Les pourcentages respectifs de perte de chance de survie, que les experts évaluent à 80 %, sont estimés à :

  • 50 % pour le Dr B… cardiologue,
  • 25 % pour le Centre Cardiaque Spécialisé,
  • 5 % pour le Centre hospitalier.

Avis de la Commission de Conciliation et d’Indemnisation (février 2023)

La Commission considère que la perte de chance de survie subie par la patiente est de 80 % dont :

  • 50 % à la charge du Dr B. cardiologue,
  • 25 % à la charge du Centre Cardiaque Spécialisé,
  • 5 % à la charge du Centre hospitalier.

Déclaration de pharmacovigilance du 22 avril 2022

Déclaration concernant la survenue d'une Insuffisance rénale, d'une cholestase et d'un arrêt cardiaque, chez une patiente de 61 ans, suite à une prise en charge par atorvastatine 40 mg, enregistrée de manière anonyme dans la base nationale de pharmacovigilance sous la référence…. et transmise à l’ANSM.

Pour rappel, les principaux antécédents de la patiente sont : une cardiopathie ischémique, une hypertension artérielle et une hypercholestérolémie.

Pour reprendre la chronologie des faits

En novembre 2021, l'atorvastatine 40 mg a été débuté suite à la survenue d'un infarctus du myocarde, en prévention d'une récidive.

Le 26 janvier 2022, devant un ictère avec prurit, asthénie et perte d'appétit, un bilan biologique réalisé aux urgences a mis en évidence une insuffisance rénale et une cholestase. 

À partir du 4 février 2022, la prise en charge a été effectuée en service de réanimation. Une épuration extra rénale a été réalisée en raison de l'aggravation de l’insuffisance rénale. Sur le plan hépatique, les anomalies du bilan biologique se sont stabilisées, la cholestase a régressé.

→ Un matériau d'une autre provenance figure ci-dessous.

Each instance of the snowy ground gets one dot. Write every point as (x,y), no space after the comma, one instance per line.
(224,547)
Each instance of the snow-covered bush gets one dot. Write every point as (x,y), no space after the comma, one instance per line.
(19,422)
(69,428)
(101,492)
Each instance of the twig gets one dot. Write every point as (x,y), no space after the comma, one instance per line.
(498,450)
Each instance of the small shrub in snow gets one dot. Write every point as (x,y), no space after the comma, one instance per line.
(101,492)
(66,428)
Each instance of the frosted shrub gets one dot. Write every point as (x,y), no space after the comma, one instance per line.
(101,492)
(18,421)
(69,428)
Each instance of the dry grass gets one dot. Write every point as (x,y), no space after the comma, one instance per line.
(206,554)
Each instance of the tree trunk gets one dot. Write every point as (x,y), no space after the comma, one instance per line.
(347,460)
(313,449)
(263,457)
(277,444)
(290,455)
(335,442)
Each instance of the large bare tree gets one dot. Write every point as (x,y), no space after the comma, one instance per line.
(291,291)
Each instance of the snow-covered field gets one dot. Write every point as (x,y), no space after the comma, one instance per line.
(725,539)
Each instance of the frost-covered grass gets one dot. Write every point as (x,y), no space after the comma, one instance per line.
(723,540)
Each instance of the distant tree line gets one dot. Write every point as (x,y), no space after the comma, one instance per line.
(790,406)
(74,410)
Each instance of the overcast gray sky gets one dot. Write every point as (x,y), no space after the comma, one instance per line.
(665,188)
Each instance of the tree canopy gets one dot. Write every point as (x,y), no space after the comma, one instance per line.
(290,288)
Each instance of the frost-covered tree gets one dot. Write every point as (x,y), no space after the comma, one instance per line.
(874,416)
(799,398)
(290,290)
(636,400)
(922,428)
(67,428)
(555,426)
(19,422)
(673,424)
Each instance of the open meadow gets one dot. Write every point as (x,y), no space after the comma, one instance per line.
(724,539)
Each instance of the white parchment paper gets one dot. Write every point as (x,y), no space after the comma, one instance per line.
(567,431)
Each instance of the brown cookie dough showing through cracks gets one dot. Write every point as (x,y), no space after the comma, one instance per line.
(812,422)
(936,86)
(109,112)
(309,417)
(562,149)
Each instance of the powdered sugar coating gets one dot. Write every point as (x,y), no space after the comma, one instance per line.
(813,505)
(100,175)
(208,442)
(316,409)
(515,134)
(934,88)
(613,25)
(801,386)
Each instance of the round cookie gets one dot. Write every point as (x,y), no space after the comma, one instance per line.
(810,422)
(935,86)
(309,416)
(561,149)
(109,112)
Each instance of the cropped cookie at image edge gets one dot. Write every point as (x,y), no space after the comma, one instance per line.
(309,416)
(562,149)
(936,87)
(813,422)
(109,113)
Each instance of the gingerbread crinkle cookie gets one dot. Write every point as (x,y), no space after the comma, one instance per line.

Le 6 février 2022, un arrêt cardiocirculatoire avec défaillance multiviscérale a entrainé le décès.

Concernant l'insuffisance rénale

L’atorvastatine peut dans de rares cas affecter les muscles et l'excès de myoglobine qui en résulte peut entraîner une insuffisance rénale aiguë sévère. L'atteinte rénale a donc été expliquée majoritairement par ce médicament, et une épuration extra-rénale a été effectuée.

Concernant la cholestase

L'atteinte du foie est également mentionnée dans la notice de ce médicament. La cholestase qui peut survenir rarement avec l'atorvastatine, a nettement diminué d'après le compte-rendu qui nous a été communiqué.

Concernant l'arrêt cardiocirculatoire 

Sur le plan chronologique, la responsabilité médicamenteuse dans la survenue de cet effet ne peut être exclue. Mais ce type d'effet n'est pas mentionné dans la notice de ce médicament. Et de façon générale, la pathologie coronarienne peut entrainer des troubles du rythme et représente une grande part des causes d'arrêt cardiocirculatoire. La cardiopathie ischémique ancienne, dont souffrait la patiente a pu favoriser l'apparition d'un trouble du rythme qui a été diagnostiqué le 6 février 2022. Il a été conclu que le décès était lié à cette atteinte cardiaque.

Au total, la responsabilité de l'atorvastatine dans la survenue de ces effets a été retenue. Il s'agit toutefois de la considérer comme l'un des éléments ayant pu conduire à la survenue de l'arrêt cardiocirculatoire.